Ani DiFranco grew up in a house with no walls. “It was like a brick carriage house there. Inside there was just one room on the first floor and one room on the second floor. So it was an intimate house for a non-intimate family.”
DiFranco’s deep craving for intimacy led her to writing music. And the things DiFranco wanted to write were exactly what a generation of women coming of age in the ’90s wanted to hear. DiFranco relives those early years in her new memoir, No Walls and the Recurring Dream.
During her adolescent years, DiFranco remembers searching for connection and intimacy she never felt at home. “As a teenager, I went out into the world armed with my guitar and my little songs and my aggressive eye contact and I was looking to connect with somebody else deeply,” she says.

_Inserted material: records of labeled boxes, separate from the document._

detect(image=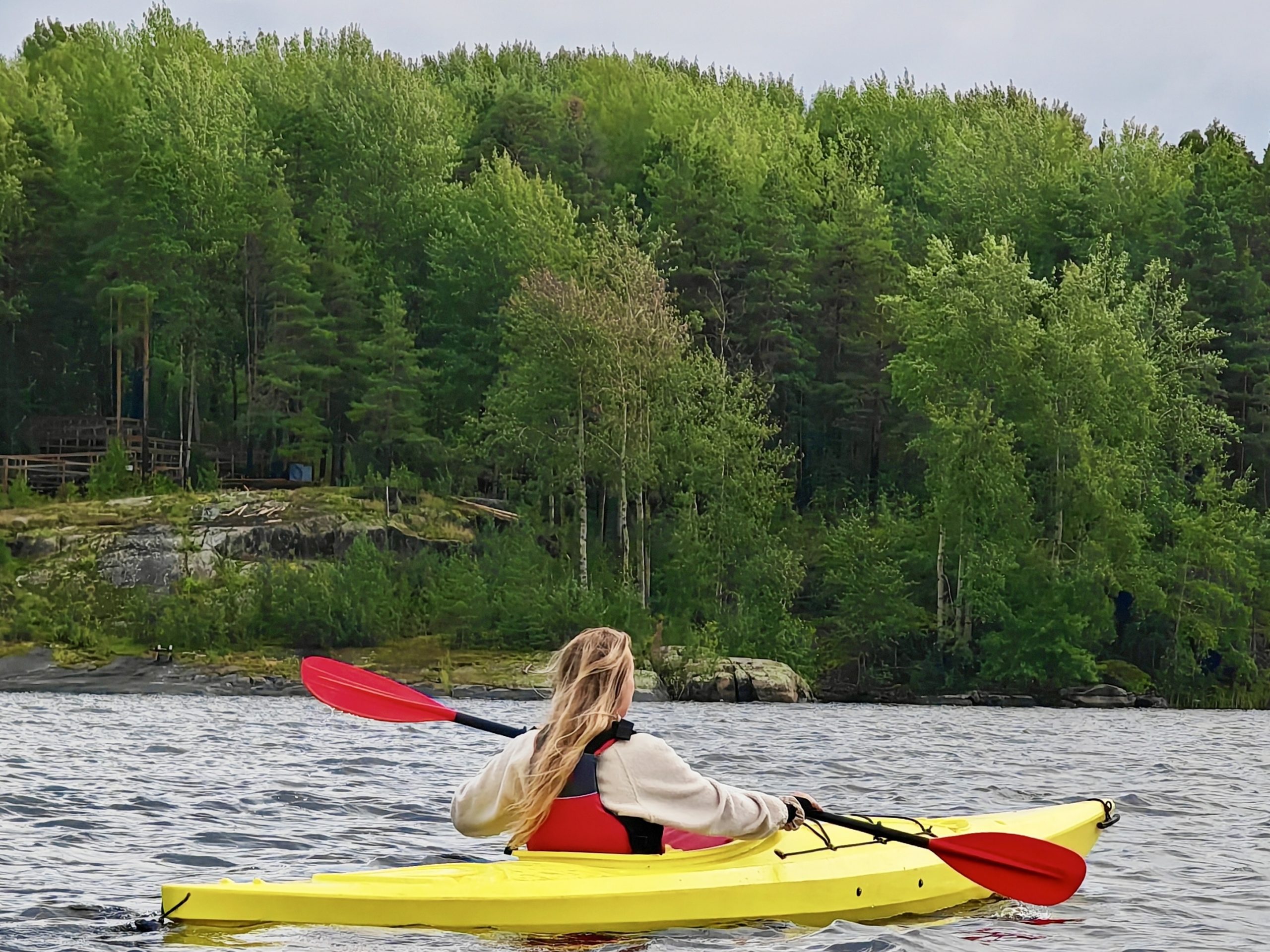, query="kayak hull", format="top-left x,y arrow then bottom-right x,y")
163,800 -> 1114,936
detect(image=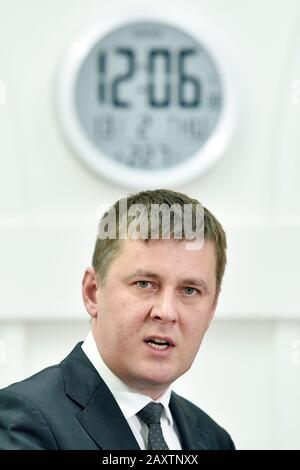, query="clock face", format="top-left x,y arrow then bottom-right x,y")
74,22 -> 223,171
58,14 -> 236,189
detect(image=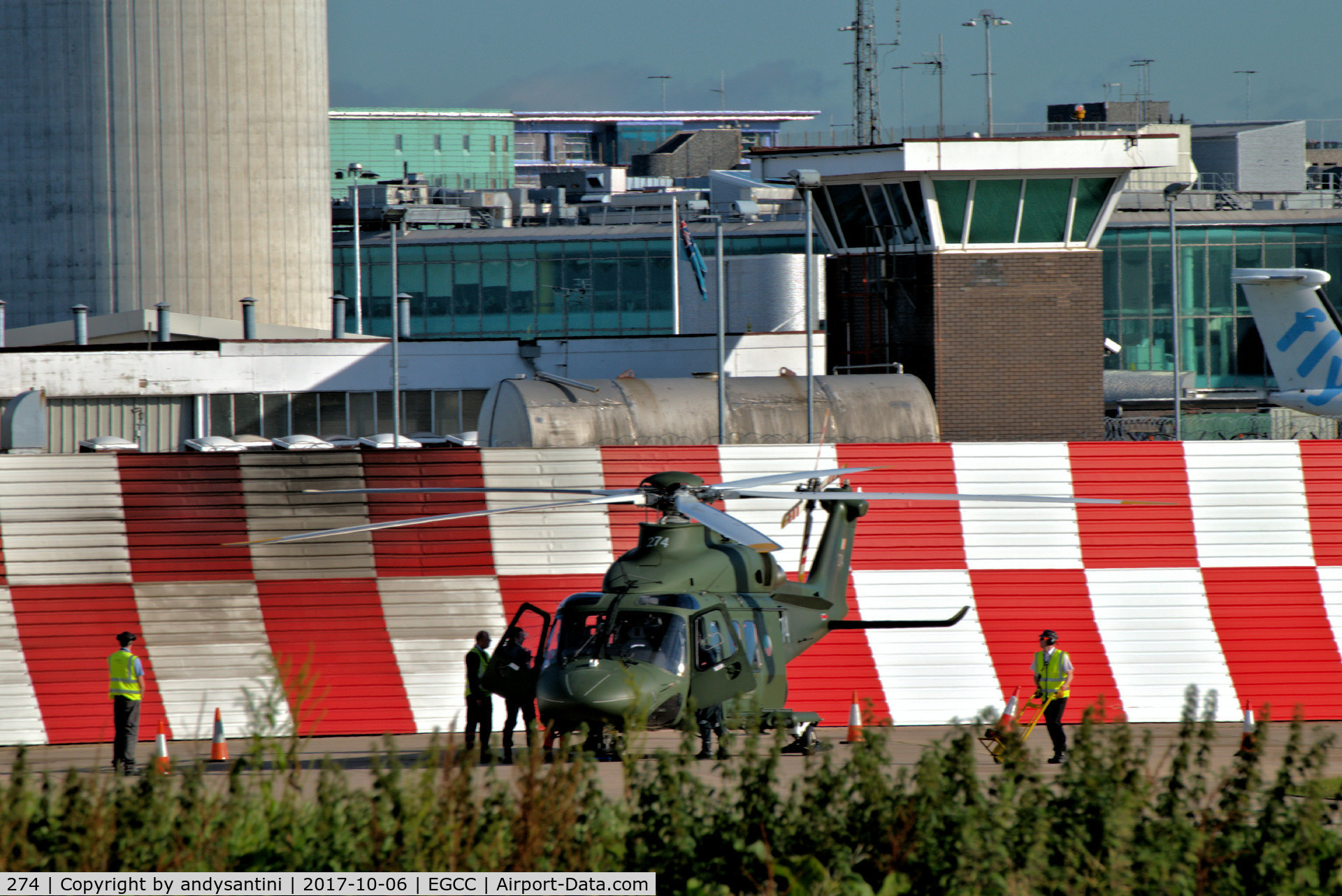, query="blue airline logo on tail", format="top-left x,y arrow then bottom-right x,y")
1276,308 -> 1342,407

At one point in the memoir, DiFranco reminisces on shaving her head at 18. “It’s funny to think back,” she says. “I shaved it all off because I didn’t want to be a sex object and there I was playing in bars you know mostly surrounded by men with drinks in their hands. And I was getting attention for not the right reasons. I wanted a different kind of power, I think.”
DiFranco remembers the power of shaving her head was polarizing. The catcalling from men stopped, but so did casual pleasantries with strangers. The musician recalls people thinking she was a skinhead or punk ready to vandalize property.